Degré d'aspiration :

 Le statut socio-économique qu'un individu veut atteindre par ses activités futures. Comme facteurs importants ici, nous avons ses expériences par rapport au succès, la difficulté des tâches, les normes de l'environnement social et les facteurs personnels.

Démonstration :

 Méthode de vulgarisation qui montre comment une action peut être accomplie et/ou quels en sont les résultats.

Développement agricole :

 Changement dans les techniques et l'organisation de la production agricole visant à obtenir une meilleure situation.
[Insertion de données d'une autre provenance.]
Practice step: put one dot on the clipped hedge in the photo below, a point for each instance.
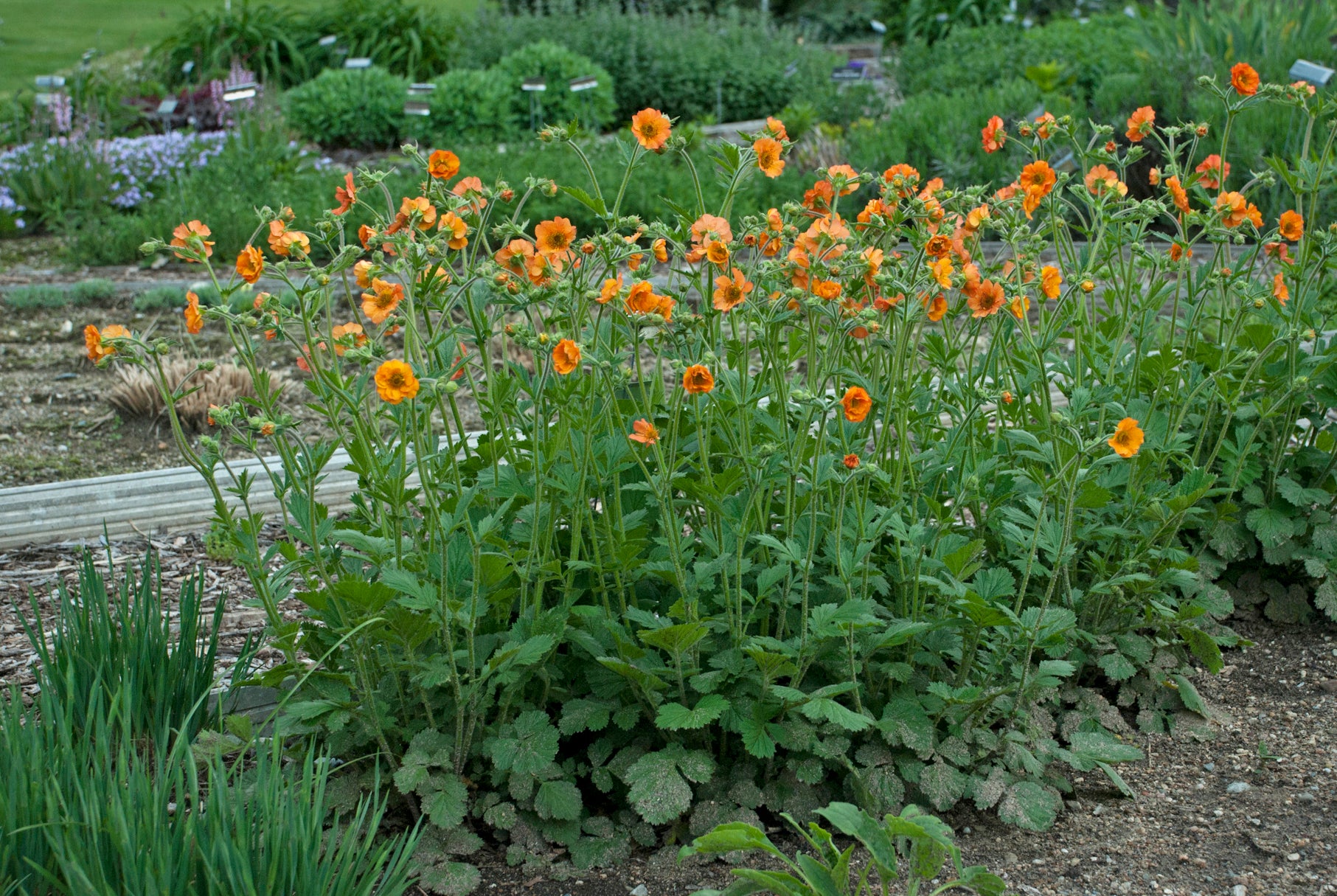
(695, 66)
(350, 107)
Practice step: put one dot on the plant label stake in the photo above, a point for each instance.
(583, 86)
(535, 86)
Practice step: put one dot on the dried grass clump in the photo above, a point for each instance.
(136, 397)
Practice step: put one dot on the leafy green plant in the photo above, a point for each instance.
(864, 526)
(265, 38)
(411, 39)
(358, 107)
(557, 66)
(730, 67)
(118, 639)
(470, 106)
(911, 847)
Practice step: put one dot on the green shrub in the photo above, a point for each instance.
(406, 36)
(468, 106)
(93, 291)
(927, 133)
(692, 66)
(266, 38)
(350, 107)
(36, 296)
(557, 66)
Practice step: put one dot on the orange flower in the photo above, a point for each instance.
(645, 432)
(937, 307)
(194, 320)
(768, 157)
(472, 190)
(365, 235)
(395, 381)
(1213, 172)
(858, 403)
(732, 292)
(847, 176)
(555, 237)
(345, 333)
(975, 220)
(1141, 123)
(566, 358)
(1128, 437)
(827, 289)
(986, 300)
(651, 128)
(1243, 79)
(194, 229)
(1279, 288)
(1292, 225)
(611, 288)
(1233, 209)
(1038, 178)
(1044, 126)
(697, 380)
(516, 256)
(1051, 281)
(284, 241)
(901, 179)
(455, 225)
(942, 271)
(1101, 179)
(705, 230)
(1177, 192)
(642, 300)
(993, 136)
(363, 274)
(94, 340)
(443, 164)
(939, 245)
(419, 207)
(381, 301)
(345, 195)
(250, 264)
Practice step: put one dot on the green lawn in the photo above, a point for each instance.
(42, 36)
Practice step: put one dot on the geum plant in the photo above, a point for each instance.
(836, 501)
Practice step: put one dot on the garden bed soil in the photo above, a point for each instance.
(1192, 828)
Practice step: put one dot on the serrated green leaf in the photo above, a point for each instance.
(1029, 805)
(676, 716)
(558, 800)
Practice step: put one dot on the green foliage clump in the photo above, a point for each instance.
(689, 64)
(557, 66)
(341, 107)
(912, 847)
(117, 639)
(926, 131)
(282, 44)
(468, 106)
Généralement, les paysans utilisent davantage les résultats de la recherche agricole et l'agriculture est plus orientée vers les cultures commerciales que les cultures vivrières.

Diagnostic-prescription (modèle) :

 Méthode par laquelle le vulgarisateur fait le diagnostic de la nature d'un problème et donne une solution.

Diffusion :

 Processus par lequel une innovation est communiquée par certains canaux, durant un certain temps, parmi les membres d'un système social.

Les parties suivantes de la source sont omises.